British actor Pete Postlethwaite, best known to American audiences for his Oscar-nominated role in 1993's biographical film about Irish Republican Army bombers "In the Name of the Father," died on Sunday at the age of 64.
BBC News reports that Postlethwaite, who also appeared in the 2010 box-office smash "Inception," passed away peacefully in a hospital in Shropshire, England, after a long battle with cancer.
Postlethwaite's 40-year career encompassed both stage and screen, including a stint in the 1980s with the Royal Shakespeare Company after years of working in regional English theater. With the kind of instantly recognizable face crucial for a character actor — sunken, bony cheeks, broad forehead and a bulbous nose — Postlethwaite made his way to the screen in 1988 in the British drama "Distant Voices, Still Lives," one of many rough-edged, working-class roles he would take on over the years.

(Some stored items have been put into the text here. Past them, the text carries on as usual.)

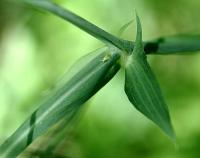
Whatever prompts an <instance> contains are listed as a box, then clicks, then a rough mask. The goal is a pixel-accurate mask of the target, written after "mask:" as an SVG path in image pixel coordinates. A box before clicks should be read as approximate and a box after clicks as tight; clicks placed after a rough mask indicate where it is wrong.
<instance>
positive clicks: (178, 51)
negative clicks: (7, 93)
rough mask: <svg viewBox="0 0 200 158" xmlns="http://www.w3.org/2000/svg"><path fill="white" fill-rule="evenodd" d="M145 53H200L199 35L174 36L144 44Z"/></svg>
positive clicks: (153, 53) (155, 40) (160, 39)
mask: <svg viewBox="0 0 200 158" xmlns="http://www.w3.org/2000/svg"><path fill="white" fill-rule="evenodd" d="M145 50H146V51H147V52H146V53H147V54H149V53H151V54H163V55H164V54H176V53H184V52H195V51H200V35H174V36H169V37H163V38H159V39H156V40H154V41H152V42H146V43H145Z"/></svg>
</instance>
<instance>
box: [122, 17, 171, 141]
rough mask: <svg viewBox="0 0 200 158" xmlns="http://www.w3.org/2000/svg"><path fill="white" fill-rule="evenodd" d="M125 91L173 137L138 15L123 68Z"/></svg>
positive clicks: (169, 124)
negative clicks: (147, 55) (135, 38)
mask: <svg viewBox="0 0 200 158" xmlns="http://www.w3.org/2000/svg"><path fill="white" fill-rule="evenodd" d="M125 92H126V94H127V96H128V99H129V100H130V102H131V103H132V104H133V105H134V106H135V107H136V109H137V110H139V111H140V112H141V113H142V114H144V115H145V116H146V117H147V118H149V119H150V120H152V121H153V122H154V123H156V124H157V125H158V126H159V127H160V128H161V129H162V130H163V131H164V132H165V133H166V134H167V135H168V136H169V137H170V138H172V139H174V132H173V129H172V125H171V121H170V116H169V112H168V108H167V106H166V103H165V101H164V99H163V96H162V94H161V90H160V88H159V84H158V82H157V80H156V78H155V76H154V74H153V72H152V70H151V68H150V66H149V64H148V63H147V60H146V56H145V52H144V48H143V44H142V29H141V24H140V20H139V17H138V16H137V37H136V43H135V48H134V50H133V52H132V55H130V56H129V57H128V61H127V64H126V68H125Z"/></svg>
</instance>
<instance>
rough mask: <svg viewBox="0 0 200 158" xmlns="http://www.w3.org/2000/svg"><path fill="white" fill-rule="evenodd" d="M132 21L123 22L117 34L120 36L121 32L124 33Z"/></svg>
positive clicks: (131, 22)
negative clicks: (117, 33) (123, 24)
mask: <svg viewBox="0 0 200 158" xmlns="http://www.w3.org/2000/svg"><path fill="white" fill-rule="evenodd" d="M132 23H133V20H131V21H129V22H127V23H126V24H124V25H123V26H122V27H121V28H120V29H119V33H118V34H119V36H122V34H123V33H124V31H125V30H126V29H127V28H128V27H129V26H130V25H131V24H132Z"/></svg>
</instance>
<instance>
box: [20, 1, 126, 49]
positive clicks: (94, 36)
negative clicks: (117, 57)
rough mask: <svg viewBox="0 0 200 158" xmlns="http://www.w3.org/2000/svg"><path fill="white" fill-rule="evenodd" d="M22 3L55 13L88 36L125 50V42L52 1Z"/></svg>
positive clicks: (25, 2)
mask: <svg viewBox="0 0 200 158" xmlns="http://www.w3.org/2000/svg"><path fill="white" fill-rule="evenodd" d="M21 1H22V2H24V3H26V4H28V5H31V6H34V7H36V8H39V9H42V10H45V11H48V12H50V13H53V14H54V15H56V16H58V17H60V18H62V19H64V20H66V21H68V22H70V23H72V24H73V25H75V26H77V27H78V28H80V29H81V30H83V31H85V32H87V33H88V34H90V35H92V36H93V37H95V38H97V39H99V40H101V41H102V42H104V43H106V44H111V45H114V46H116V47H118V48H119V49H124V47H123V45H124V42H123V40H121V39H119V38H117V37H115V36H114V35H112V34H110V33H108V32H106V31H105V30H103V29H101V28H99V27H98V26H96V25H94V24H92V23H91V22H89V21H88V20H86V19H84V18H82V17H80V16H78V15H76V14H75V13H73V12H71V11H69V10H68V9H66V8H63V7H61V6H58V5H57V4H55V3H53V2H51V1H48V0H42V1H41V0H21Z"/></svg>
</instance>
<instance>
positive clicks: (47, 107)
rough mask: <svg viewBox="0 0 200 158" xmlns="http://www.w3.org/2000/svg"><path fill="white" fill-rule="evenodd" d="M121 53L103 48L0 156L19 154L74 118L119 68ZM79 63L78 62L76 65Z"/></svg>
mask: <svg viewBox="0 0 200 158" xmlns="http://www.w3.org/2000/svg"><path fill="white" fill-rule="evenodd" d="M118 59H119V53H118V50H117V49H114V48H103V49H100V50H98V51H97V53H96V55H95V56H93V57H92V58H90V59H89V61H88V62H86V64H83V65H82V67H81V68H80V69H79V70H78V71H76V72H75V73H73V75H72V76H71V77H70V79H69V80H67V82H66V83H65V84H61V85H63V86H58V88H56V90H55V91H53V92H52V93H51V94H49V96H48V97H47V99H45V100H44V101H43V102H42V103H41V104H40V105H39V108H38V109H37V110H36V111H35V112H34V113H33V114H32V115H31V116H30V117H29V118H28V119H27V120H26V121H25V122H24V123H23V124H22V125H21V126H20V127H19V128H18V129H17V130H16V132H14V134H13V135H11V136H10V137H9V138H8V139H7V140H6V141H5V142H4V143H3V144H2V145H1V146H0V157H1V158H10V157H16V156H17V155H18V154H20V153H21V152H22V151H23V150H24V149H25V148H26V147H27V146H28V145H29V144H31V143H32V142H33V141H34V140H35V139H36V138H38V137H39V136H41V135H42V134H44V133H45V132H46V131H47V130H48V129H49V128H50V127H51V126H53V125H54V124H56V123H57V122H58V121H60V120H61V119H62V118H64V117H65V118H66V117H68V118H69V120H70V118H71V117H72V116H73V115H75V114H76V113H77V111H79V109H80V107H81V105H82V104H83V103H85V102H86V101H87V100H88V99H89V98H90V97H91V96H93V95H94V94H95V93H96V92H97V91H98V90H99V89H100V88H102V87H103V86H104V85H105V84H106V83H107V82H108V81H109V80H110V79H111V78H112V77H113V76H114V75H115V74H116V72H117V71H118V70H119V64H118ZM75 65H77V64H75Z"/></svg>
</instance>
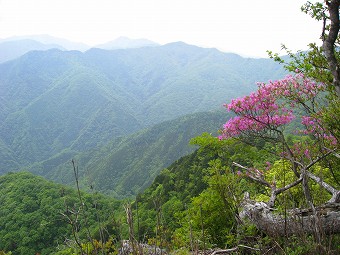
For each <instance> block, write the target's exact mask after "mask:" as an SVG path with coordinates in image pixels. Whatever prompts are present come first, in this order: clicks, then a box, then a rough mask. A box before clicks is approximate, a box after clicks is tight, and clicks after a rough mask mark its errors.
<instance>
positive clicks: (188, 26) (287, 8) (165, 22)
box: [0, 0, 322, 57]
mask: <svg viewBox="0 0 340 255" xmlns="http://www.w3.org/2000/svg"><path fill="white" fill-rule="evenodd" d="M305 2H306V0H233V1H232V0H0V38H1V39H5V38H8V37H11V36H22V35H37V34H49V35H51V36H55V37H60V38H65V39H68V40H71V41H75V42H83V43H86V44H88V45H90V46H95V45H97V44H101V43H105V42H108V41H111V40H114V39H116V38H118V37H120V36H126V37H129V38H131V39H139V38H146V39H149V40H152V41H154V42H157V43H160V44H166V43H169V42H176V41H183V42H186V43H188V44H193V45H197V46H200V47H207V48H217V49H219V50H221V51H224V52H234V53H238V54H240V55H243V56H250V57H267V53H266V51H267V50H271V51H273V52H277V53H282V52H280V49H281V44H285V45H286V46H287V47H288V48H290V49H292V50H293V51H296V50H305V49H307V45H308V43H310V42H318V41H319V37H320V34H321V28H322V24H320V23H318V22H316V21H314V20H313V19H312V18H311V17H309V16H308V15H306V14H304V13H302V12H301V10H300V7H301V6H302V5H303V4H304V3H305ZM312 2H313V1H312Z"/></svg>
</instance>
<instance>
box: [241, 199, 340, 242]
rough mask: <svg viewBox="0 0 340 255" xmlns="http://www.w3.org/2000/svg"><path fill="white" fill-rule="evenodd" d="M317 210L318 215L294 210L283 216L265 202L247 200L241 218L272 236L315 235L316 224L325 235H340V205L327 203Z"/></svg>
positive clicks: (321, 206) (302, 210)
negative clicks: (312, 234)
mask: <svg viewBox="0 0 340 255" xmlns="http://www.w3.org/2000/svg"><path fill="white" fill-rule="evenodd" d="M315 209H316V212H317V213H316V215H315V214H314V213H313V212H312V210H310V209H294V210H290V211H287V213H286V215H282V214H279V213H277V211H275V210H274V209H273V208H271V207H269V206H268V204H266V203H264V202H256V201H253V200H251V199H249V198H245V199H244V201H243V202H242V204H241V211H240V214H239V216H240V218H241V219H242V220H246V219H247V220H249V221H250V222H251V223H253V224H255V226H256V227H257V228H258V229H259V230H261V231H263V232H264V233H267V234H268V235H271V236H287V235H288V236H289V235H298V234H303V233H305V234H313V233H314V230H315V227H314V226H315V223H316V222H317V223H318V224H320V226H319V227H320V229H321V230H322V232H323V233H325V234H335V233H340V203H326V204H324V205H322V206H319V207H316V208H315ZM315 217H318V219H316V218H315Z"/></svg>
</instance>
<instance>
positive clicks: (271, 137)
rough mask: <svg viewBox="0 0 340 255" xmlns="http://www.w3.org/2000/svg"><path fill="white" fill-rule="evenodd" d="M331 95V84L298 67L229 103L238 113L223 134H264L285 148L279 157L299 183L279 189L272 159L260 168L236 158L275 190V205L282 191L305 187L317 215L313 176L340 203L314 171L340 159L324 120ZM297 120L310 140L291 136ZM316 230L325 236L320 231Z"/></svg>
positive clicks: (327, 184)
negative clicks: (287, 130)
mask: <svg viewBox="0 0 340 255" xmlns="http://www.w3.org/2000/svg"><path fill="white" fill-rule="evenodd" d="M325 95H326V85H324V84H323V83H317V82H314V81H313V80H311V79H309V78H307V77H305V76H304V75H303V73H300V72H298V71H297V72H296V74H295V75H288V76H286V77H285V78H284V79H282V80H278V81H270V82H269V83H266V84H265V83H259V84H258V90H257V91H256V92H253V93H251V94H250V95H248V96H245V97H242V98H238V99H234V100H232V101H231V102H230V103H229V104H226V105H225V107H226V108H227V110H228V111H232V112H234V113H235V115H236V116H235V117H233V118H231V119H229V120H228V121H227V123H225V124H224V126H223V129H222V131H221V135H220V137H219V138H220V139H228V138H238V139H241V140H243V141H245V142H248V143H249V141H253V140H254V138H260V139H264V140H266V141H269V142H272V143H273V144H275V145H276V147H277V148H280V150H278V151H277V155H278V156H279V157H281V159H282V160H284V161H285V162H289V167H290V169H291V171H292V172H293V173H294V175H295V176H296V178H295V181H293V182H291V183H288V184H287V185H285V186H284V187H281V188H277V187H276V184H275V182H269V181H267V180H266V178H265V175H264V172H265V171H270V164H269V163H267V169H266V170H259V169H255V168H253V167H246V166H242V165H240V164H238V163H237V162H234V165H235V166H237V167H238V168H239V169H241V170H242V171H245V172H246V174H245V176H247V177H248V178H250V179H252V180H254V181H256V182H258V183H260V184H262V185H265V186H267V187H268V188H269V189H270V190H271V195H270V200H269V201H268V202H267V206H268V207H269V208H272V207H274V204H275V200H276V197H277V195H279V194H281V193H283V192H284V191H286V190H288V189H290V188H292V187H294V186H297V185H302V189H303V193H304V196H305V199H306V202H307V204H308V205H309V207H310V208H311V210H312V212H313V213H314V215H315V216H316V215H317V209H316V207H315V206H314V203H313V198H312V195H311V190H310V188H309V185H308V181H310V180H312V181H313V182H316V183H318V184H319V185H320V186H321V187H323V188H324V189H326V190H327V191H328V192H329V193H330V194H331V199H330V200H329V201H328V202H332V203H339V202H340V191H339V190H338V189H336V188H335V187H333V186H332V185H330V184H329V183H326V182H325V181H324V180H323V179H322V178H321V177H320V176H317V175H316V174H315V173H313V167H314V166H315V165H316V164H321V163H322V162H323V161H325V160H328V159H329V158H330V157H339V152H338V151H339V141H338V138H337V137H336V136H335V135H334V134H333V133H332V130H329V129H327V128H326V125H324V123H323V118H322V111H323V109H325V104H326V102H327V100H325ZM293 121H294V123H295V125H297V123H299V126H300V127H301V128H298V129H297V130H295V133H296V135H301V136H308V139H302V140H301V141H299V142H296V143H292V142H289V141H288V140H287V136H286V132H285V129H286V128H287V126H288V125H289V124H290V123H292V122H293ZM337 220H339V219H337ZM315 226H316V225H315ZM315 228H317V227H315ZM315 228H314V230H315ZM316 230H317V231H316V232H318V233H319V236H320V229H316Z"/></svg>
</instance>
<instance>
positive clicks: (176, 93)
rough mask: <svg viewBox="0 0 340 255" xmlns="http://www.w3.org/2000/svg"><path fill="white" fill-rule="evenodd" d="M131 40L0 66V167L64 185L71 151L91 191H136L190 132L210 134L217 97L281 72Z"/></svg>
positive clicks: (180, 49)
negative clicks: (98, 47) (139, 43)
mask: <svg viewBox="0 0 340 255" xmlns="http://www.w3.org/2000/svg"><path fill="white" fill-rule="evenodd" d="M124 40H125V39H124ZM124 40H123V41H124ZM125 41H126V40H125ZM30 42H31V43H32V41H30ZM121 42H122V40H121ZM138 42H139V43H140V47H139V46H138V43H137V44H136V41H131V42H130V44H129V43H128V41H126V43H124V44H122V43H121V44H120V45H121V47H123V46H122V45H124V47H123V48H125V49H115V50H105V49H99V48H92V49H88V50H86V51H84V52H81V51H75V50H72V51H69V50H65V49H68V48H67V47H66V45H65V44H63V45H61V44H60V46H58V45H56V44H52V46H53V49H49V50H46V49H45V48H44V47H45V46H46V45H47V44H41V43H40V44H36V46H34V45H33V44H32V45H33V46H34V47H38V48H36V49H33V51H28V52H27V53H26V54H24V55H20V54H19V55H18V56H16V57H15V58H13V59H12V60H11V61H6V62H4V63H2V64H0V130H1V132H0V162H1V163H0V173H1V174H3V173H6V172H8V171H18V170H21V169H29V170H30V171H32V172H34V173H38V174H39V175H42V176H45V177H48V178H50V179H52V180H56V181H59V182H63V183H70V182H72V178H71V177H72V175H71V174H72V172H71V168H70V165H69V161H70V159H71V158H74V157H75V158H77V159H78V160H79V168H80V169H83V172H82V173H83V174H84V175H83V178H84V180H85V179H86V178H87V179H89V180H90V181H91V182H94V183H95V184H96V185H97V187H98V189H101V190H104V191H106V192H111V193H112V194H114V195H117V196H126V195H135V194H136V193H138V192H139V191H140V190H141V189H143V188H145V187H146V186H147V185H148V184H149V183H150V182H151V181H152V179H153V178H154V177H155V176H156V174H157V173H158V172H159V171H160V170H161V169H162V168H164V167H166V166H167V165H169V164H171V163H172V161H174V160H176V159H178V158H180V157H181V156H183V155H185V154H188V153H190V152H191V151H192V150H193V149H194V148H190V147H189V146H188V141H189V140H190V138H192V137H194V136H197V135H199V134H201V133H202V132H213V133H216V132H217V129H218V128H219V127H220V125H221V124H222V123H223V122H224V121H225V120H226V119H227V118H228V115H227V114H226V113H221V112H219V110H221V109H222V104H223V103H226V102H228V101H230V100H231V99H232V98H235V97H239V96H242V95H245V94H248V93H249V92H250V91H253V90H255V89H256V85H255V82H257V81H267V80H269V79H275V78H280V77H282V76H283V75H284V70H283V69H282V66H279V65H278V64H277V63H274V62H273V61H272V60H270V59H250V58H242V57H240V56H238V55H236V54H229V53H223V52H220V51H218V50H216V49H205V48H200V47H197V46H193V45H187V44H185V43H182V42H176V43H170V44H166V45H157V44H154V43H152V42H150V41H144V40H142V41H138ZM10 43H11V42H9V41H7V42H1V43H0V52H2V49H3V48H1V47H3V45H6V44H7V47H8V45H9V44H10ZM20 43H22V45H21V46H20V47H21V48H24V45H26V43H27V40H19V41H18V40H17V41H16V42H14V41H13V45H20ZM46 43H47V42H46ZM50 43H51V42H50ZM49 45H51V44H49ZM117 45H118V44H117ZM129 45H130V46H129ZM145 46H146V47H145ZM39 47H40V48H39ZM41 47H42V48H41ZM102 47H103V48H105V47H108V48H110V49H112V48H114V47H115V46H114V43H113V44H112V43H109V44H108V45H106V46H105V47H104V46H102ZM26 49H27V48H26ZM14 51H15V50H14ZM17 52H19V51H17ZM21 54H22V53H21ZM203 112H205V113H203ZM155 125H157V126H155ZM142 130H143V131H142ZM136 132H138V133H136ZM84 180H83V183H85V181H84Z"/></svg>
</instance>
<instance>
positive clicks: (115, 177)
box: [30, 111, 228, 197]
mask: <svg viewBox="0 0 340 255" xmlns="http://www.w3.org/2000/svg"><path fill="white" fill-rule="evenodd" d="M227 116H228V115H227V114H226V113H225V112H224V111H215V112H203V113H196V114H191V115H186V116H183V117H180V118H178V119H175V120H170V121H166V122H163V123H160V124H157V125H155V126H153V127H151V128H148V129H144V130H141V131H139V132H136V133H134V134H131V135H128V136H125V137H120V138H116V139H113V140H112V141H110V142H109V143H108V144H107V145H105V146H103V147H101V148H99V149H94V150H90V151H88V152H83V153H80V154H75V153H74V152H72V151H67V150H66V151H64V152H63V153H60V154H59V155H56V156H54V157H52V158H50V159H48V160H45V161H42V162H39V163H36V164H33V165H32V166H31V167H30V171H32V172H34V173H37V174H40V175H44V176H46V177H47V178H49V179H52V180H55V181H58V182H61V183H67V184H69V183H70V182H72V181H73V172H72V166H71V159H72V158H73V157H74V158H75V159H76V160H77V164H78V166H79V170H80V173H81V175H80V176H81V181H82V184H83V187H84V186H85V187H84V188H86V187H89V186H90V185H91V186H94V187H96V189H97V190H100V191H102V192H106V193H109V194H111V195H114V196H116V197H126V196H131V195H136V194H137V193H138V192H140V191H142V190H143V189H145V188H146V187H148V186H149V184H150V183H151V182H152V181H153V179H154V178H155V176H157V175H158V174H159V172H160V171H161V169H163V168H164V167H167V166H168V165H170V164H171V163H172V162H173V161H175V160H177V159H178V158H180V157H182V156H184V155H187V154H189V153H191V152H193V151H194V150H195V149H196V147H195V146H192V145H189V141H190V139H191V138H193V137H196V136H198V135H200V134H201V133H203V132H210V133H214V135H217V130H218V127H220V126H221V125H222V123H223V122H224V121H225V119H226V118H227Z"/></svg>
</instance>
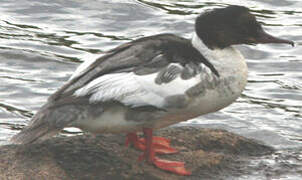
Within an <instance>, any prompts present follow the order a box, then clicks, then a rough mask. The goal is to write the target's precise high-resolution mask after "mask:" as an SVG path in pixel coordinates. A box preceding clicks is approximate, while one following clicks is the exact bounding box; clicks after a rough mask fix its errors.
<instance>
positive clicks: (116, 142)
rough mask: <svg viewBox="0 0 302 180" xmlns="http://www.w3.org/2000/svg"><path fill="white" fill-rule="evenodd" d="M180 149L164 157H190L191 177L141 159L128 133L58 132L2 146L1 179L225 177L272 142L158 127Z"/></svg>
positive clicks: (146, 178)
mask: <svg viewBox="0 0 302 180" xmlns="http://www.w3.org/2000/svg"><path fill="white" fill-rule="evenodd" d="M156 134H157V135H161V136H164V137H166V138H170V139H171V143H172V146H173V147H175V148H177V149H178V150H179V151H180V153H178V154H175V155H161V156H162V157H163V159H170V160H180V161H184V162H186V167H187V169H188V170H190V171H191V172H192V175H191V176H186V177H184V176H178V175H174V174H171V173H169V172H165V171H162V170H160V169H157V168H155V167H154V166H153V165H150V164H148V163H146V162H138V161H137V159H138V156H139V155H140V154H141V153H142V152H140V151H137V150H135V149H134V148H131V147H128V148H127V147H125V145H124V141H125V136H124V135H108V134H104V135H98V136H96V137H94V136H91V135H79V136H74V137H57V138H52V139H49V140H46V141H44V142H40V143H35V144H28V145H5V146H1V147H0V179H14V180H18V179H24V180H25V179H34V180H35V179H36V180H40V179H51V180H56V179H58V180H65V179H66V180H75V179H89V180H92V179H100V180H103V179H104V180H107V179H131V180H141V179H144V180H155V179H159V180H163V179H164V180H178V179H179V180H181V179H186V180H187V179H195V180H197V179H225V178H227V177H231V176H237V175H240V174H242V171H246V170H245V168H242V167H244V166H246V164H248V162H249V160H250V159H251V158H255V157H258V156H262V155H267V154H271V153H273V151H274V150H273V149H272V148H271V147H268V146H265V145H263V144H261V143H259V142H256V141H254V140H251V139H247V138H244V137H242V136H239V135H235V134H233V133H230V132H227V131H225V130H217V129H203V128H194V127H173V128H166V129H162V130H159V131H157V132H156Z"/></svg>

He was born in Warrington, England, on February 7, 1946, and initially trained to be a teacher, serving as a drama instructor at Loreto College in Manchester before taking a detour into acting.
His breakthrough came playing Daniel Day-Lewis' father in the political drama "In the Name of the Father," which earned him a best-supporting-actor Oscar nomination. He followed that part with other memorable roles in films such as "The Usual Suspects," "Brassed Off" and "Amistad." Postlethwaite also made forays into big-budget Hollywood fare, including "Alien 3," Baz Luhrmann's "Romeo + Juliet," "Inception," "Clash of the Titans" and "The Lost World: Jurassic Park." It was his work in that dinosaur sequel that led director Steven Spielberg to dub the veteran performer the "best actor in the world."
Postlethwaite returned to the stage in 2008 to star in Shakespeare's "King Lear" at the Everyman Theater in Liverpool, where he had gotten his start nearly 40 years earlier.
He is survived by his wife and two children.